Winter Wonderland

photo by Coleen Sullins


Time spent skiing alone in the quiet woods with only my body, skis, and thoughts tends to birth an unending stream of Life-Ski analogies.


Observation of the Day: Momentum is Sweet.

Momentum propels you halfway up the next hill with no effort.  Life is good, you feel like you’ve ‘got it’…momentum allows you to fly without working hard.  But momentum can disappear for various reasons (falling, slow glide, deep snow, whatever) and once you have lost that free ride then the reality of creating your own momentum sets in.  Time to examine technique and look closely if all is functioning well. This is when we have to proceed slowly, and going slow requires balance and patience since there is no momentum to keep you upright.  No free glide.  When we’re slow we can re-examine if we are doing the movements as perfectly as possible: are we leaning forward with no fear, are we are balanced and committing to one foot, are we fully gliding on one ski—by going at an achingly deliberate pace we’re more prone to the keen (but sometimes annoying) self-observations.

Going slowly reveals if we’ve glossed-over any unfinished business, cover-ups or weak spots.  Lack of momentum can force us to become more fluid, and being fluid means we spend less energy to move.


Go slowly helps us learn how to exert less energy. 


Lots of interesting moments out there on the trail with one’s skis.




No recipe this week, just one of my numerous ski analogies and a couple favorites from the FEAST Local Foods Extravaganza in Rochester, MN last December.

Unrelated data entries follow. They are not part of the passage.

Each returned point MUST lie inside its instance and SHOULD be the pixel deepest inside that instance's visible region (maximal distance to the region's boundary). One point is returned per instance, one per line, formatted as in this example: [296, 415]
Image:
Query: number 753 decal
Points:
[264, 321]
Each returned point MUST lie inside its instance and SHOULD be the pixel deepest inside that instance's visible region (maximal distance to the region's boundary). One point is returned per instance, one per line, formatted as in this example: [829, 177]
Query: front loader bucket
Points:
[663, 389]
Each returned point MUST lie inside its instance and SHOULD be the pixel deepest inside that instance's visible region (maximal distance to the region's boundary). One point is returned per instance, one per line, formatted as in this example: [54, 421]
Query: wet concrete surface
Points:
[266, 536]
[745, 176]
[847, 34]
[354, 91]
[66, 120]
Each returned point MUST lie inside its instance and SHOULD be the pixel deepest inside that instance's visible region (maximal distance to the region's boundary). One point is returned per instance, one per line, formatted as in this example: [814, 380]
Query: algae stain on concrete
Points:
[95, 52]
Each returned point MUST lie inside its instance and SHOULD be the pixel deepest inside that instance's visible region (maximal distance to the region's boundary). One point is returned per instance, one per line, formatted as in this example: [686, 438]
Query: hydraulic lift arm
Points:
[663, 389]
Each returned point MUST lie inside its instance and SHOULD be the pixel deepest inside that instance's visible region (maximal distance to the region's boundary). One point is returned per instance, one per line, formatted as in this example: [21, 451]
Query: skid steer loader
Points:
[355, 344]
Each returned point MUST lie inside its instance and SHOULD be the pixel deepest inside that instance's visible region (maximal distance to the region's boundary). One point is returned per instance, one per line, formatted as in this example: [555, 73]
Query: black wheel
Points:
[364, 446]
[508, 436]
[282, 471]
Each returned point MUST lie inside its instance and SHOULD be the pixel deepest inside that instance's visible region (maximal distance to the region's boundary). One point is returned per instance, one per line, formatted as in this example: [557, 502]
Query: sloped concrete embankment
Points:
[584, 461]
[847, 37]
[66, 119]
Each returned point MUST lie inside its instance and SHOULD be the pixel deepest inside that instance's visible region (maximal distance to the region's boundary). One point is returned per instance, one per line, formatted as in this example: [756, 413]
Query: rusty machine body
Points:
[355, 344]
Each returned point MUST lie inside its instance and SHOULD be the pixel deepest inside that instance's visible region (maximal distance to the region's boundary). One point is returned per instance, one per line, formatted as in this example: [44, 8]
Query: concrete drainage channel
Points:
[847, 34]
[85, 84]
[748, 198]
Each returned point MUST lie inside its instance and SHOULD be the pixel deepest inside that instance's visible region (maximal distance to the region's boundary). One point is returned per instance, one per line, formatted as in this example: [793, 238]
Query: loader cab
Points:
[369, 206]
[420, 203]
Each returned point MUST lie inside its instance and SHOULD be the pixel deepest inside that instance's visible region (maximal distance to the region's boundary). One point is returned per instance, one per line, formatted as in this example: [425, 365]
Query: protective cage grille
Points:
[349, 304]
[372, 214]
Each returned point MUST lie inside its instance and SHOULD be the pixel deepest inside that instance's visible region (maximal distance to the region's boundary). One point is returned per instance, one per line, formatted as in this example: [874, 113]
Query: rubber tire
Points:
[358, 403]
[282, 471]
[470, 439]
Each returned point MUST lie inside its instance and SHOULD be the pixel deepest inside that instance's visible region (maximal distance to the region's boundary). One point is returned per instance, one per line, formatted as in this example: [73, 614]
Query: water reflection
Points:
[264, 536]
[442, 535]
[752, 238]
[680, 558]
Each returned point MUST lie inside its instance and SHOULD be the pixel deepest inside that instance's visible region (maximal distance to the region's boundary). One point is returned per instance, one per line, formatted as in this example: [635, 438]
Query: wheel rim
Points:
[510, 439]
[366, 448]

Badgersett Farms in southern Minnesota has been working for years on creating nut trees that grow in the colder climates.  A “neohybrid” of European and Asian chestnuts, their chestnut is an attempt to recreate the properties of the thought-to-be-extinct North American chestnut.  They are easy to peel, can be eaten raw or roasted, and are utterly scrumptious.  They must be refrigerated and only keep a few months so it’s best to snack heartily on them in the fall and winter.


Badgersett has also developed a cold-climate hickory-pecan.  These buddies take some time to extract from the shell and in small pieces, but they have a true pecan flavor.




Another favorite from the day was a taste of unsweetened dried cranberries by Honestly Cranberry.  No oils, no sugars, just pure cranberry.  The tartness reminded me of dried Goldenberries, and you easily adjust to that altered level of sweetness.  Without any added oils they are quite light—we were told they yield around thirteen cups per pound.




Check out the the FEAST List of Exhibitors from 2015 to find these interesting entrepreneurs.



May you enjoy the beauties of this season!